Samantha Josephwas a solicitor at Arts Law from January 2004 to September 2006. Erin Mackay was a law student at the University of New South Wales who completed a placement program at Arts Law.
The Commonwealth Government has recently said it will introduce a Copyright Amendment (Indigenous Communal Moral Rights) Bill (ICMR Bill). Currently, there is no legal protection afforded to Indigenous communities to prevent unauthorised and derogatory treatment of works and films that draw on traditional customs or beliefs.
In 2003 the Government released a draft ICMR Bill that extended moral rights protection to Indigenous community ownership in individual artists’ expression of traditional knowledge. Arts Law thought this Bill actually made it too difficult for communities to secure these rights and so made submissions to the Government.
Arts Law has not been shown the 2006 version of the Bill, nor has it received confirmation from the Government as to whether its concerns over the 2003 Bill have been addressed in the new version. Arts Law therefore has some doubts whether the new Bill will actually give Indigenous communities the protection that it promises.
What are moral rights?
There are three types of moral rights currently recognised in Australian law. Individual artists have the right to be attributed for their work. Artists also have the right not to be falsely attributed for their work. The third moral right is the right of integrity, which means that an artist has the right to object to derogatory treatment of their work that prejudices their honour or reputation. These moral rights are already part of Australian law and must be respected unless an individual artist consents to not being named or the infringement of these rights is reasonable in the circumstances.
The idea behind the ICMR Bill is to extend moral rights laws to cover and protect the interests of communities, not just individual artists.
What types of things Indigenous communities have moral rights in?
Literary, artistic, dramatic and musical works as well as films in which copyright subsists may be subject to ICMR protection. However, the 2003 ICMR Bill did not protect works where copyright has expired, nor did it protect elements of Indigenous culture and intellectual property (ICIP) in which copyright does not exist. For example, the 2003 Bill would not have provided protection over some rock paintings or unrecorded oral histories.
Further, under the 2003 Bill, protected works would not have included sound recordings. This is an important issue for Indigenous communities because ICIP is often recorded and preserved as sound recordings. Arts Law believes these recordings should be given ICMR protection.
What are the proposed conditions for ICMR protection?
In the 2003 Bill, five conditions needed to be met before ICMR would arise. These were that:
- the work must be ‘made’;
- the work must draw on the traditions, beliefs, observances or customs of the community;
- the work must be covered by an agreement between the author and the community;
- the Indigenous community’s connection with the work must be acknowledged (notice is shown on the work); and
- the written notice of consent must have been obtained by the author (or their representative) from everyone with an interest in the work.
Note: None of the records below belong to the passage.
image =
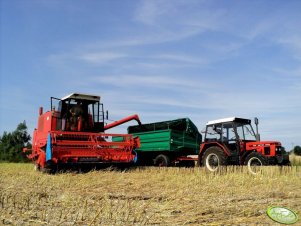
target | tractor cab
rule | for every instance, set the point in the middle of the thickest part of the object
(78, 113)
(233, 141)
(231, 132)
Arts Law supports the first two conditions listed above and in 2003 notified the Government that in Arts Law’s opinion fulfilment of these two conditions alone should give rise to ICMR protection. As there has been no suggestion that the remaining three conditions have been changed in the new Bill, Arts Law believes that the following issues should be reconsidered.
Requiring the signing of an agreement for rights to arise is inconsistent with the moral rights protection already given to individuals, as well as general copyright law, which both provide automatic rights as soon as a work is created. Further, the agreement system is voluntary and the author of a work may choose not to seek an agreement with the Indigenous community.
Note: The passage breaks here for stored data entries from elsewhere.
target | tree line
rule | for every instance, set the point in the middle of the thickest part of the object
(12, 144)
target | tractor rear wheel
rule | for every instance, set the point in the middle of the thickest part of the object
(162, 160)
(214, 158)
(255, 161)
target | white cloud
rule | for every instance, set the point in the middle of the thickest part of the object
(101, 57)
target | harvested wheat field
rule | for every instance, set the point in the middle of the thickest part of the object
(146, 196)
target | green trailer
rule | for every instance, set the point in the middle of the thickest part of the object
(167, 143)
Acknowledgment of community’s connection
While a community’s connection to the work should be acknowledged, this should not be a condition necessary for ICMR to arise.
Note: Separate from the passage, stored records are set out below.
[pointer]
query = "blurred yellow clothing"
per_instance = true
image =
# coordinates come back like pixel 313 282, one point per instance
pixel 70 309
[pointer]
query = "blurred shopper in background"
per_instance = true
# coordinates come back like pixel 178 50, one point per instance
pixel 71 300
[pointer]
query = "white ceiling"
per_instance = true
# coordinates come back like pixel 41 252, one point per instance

In relation to the fifth condition, the term ‘interest’ is not defined in the ICMR Bill. If the intention of the Bill is that consent be obtained from all members of the community with a ‘cultural or traditional interest’ in the work, this needs to be stated so that this condition is not contrary to the interests of Indigenous communities.
If consent is to be granted for infringement of ICMR, it should be granted by an authorised member of an Indigenous community.
Duration of ICMR is linked to copyright. Arts Law suggests that ICMR should exist until such a time as no person is recognised as a custodian to the ICIP.
Defences to infringement
The 2003 ICMR Bill provided a defence of reasonableness. However, if the intention of the ICMR Bill was to consider the reasonableness of the efforts of the infringer in consulting the community, this should be more clearly stated. The new ICMR Bill should introduce a two-step reasonableness test that considers whether the person claiming that infringement was reasonable knew, or ought to have known” that ICMR subsists in the work.
Also, the 2003 ICMR Bill allowed certain treatment of works to occur without infringing ICMR, including the destruction of movable work if adequate notice is provided to enable removal of the work. The notice periods proposed by the 2003 ICMR Bill were too short.
The way forward
Arts Law argues that these aspects of the ICMR Bill, including the fact that conditions needed to be met before the first dealing with a work, shifts the balance away from Indigenous communities in favour of purchasers and users of Indigenous cultural material. Arts Law would welcome proper consultations by Government with Indigenous communities on the new ICMR Bill prior to it being introduced into Parliament.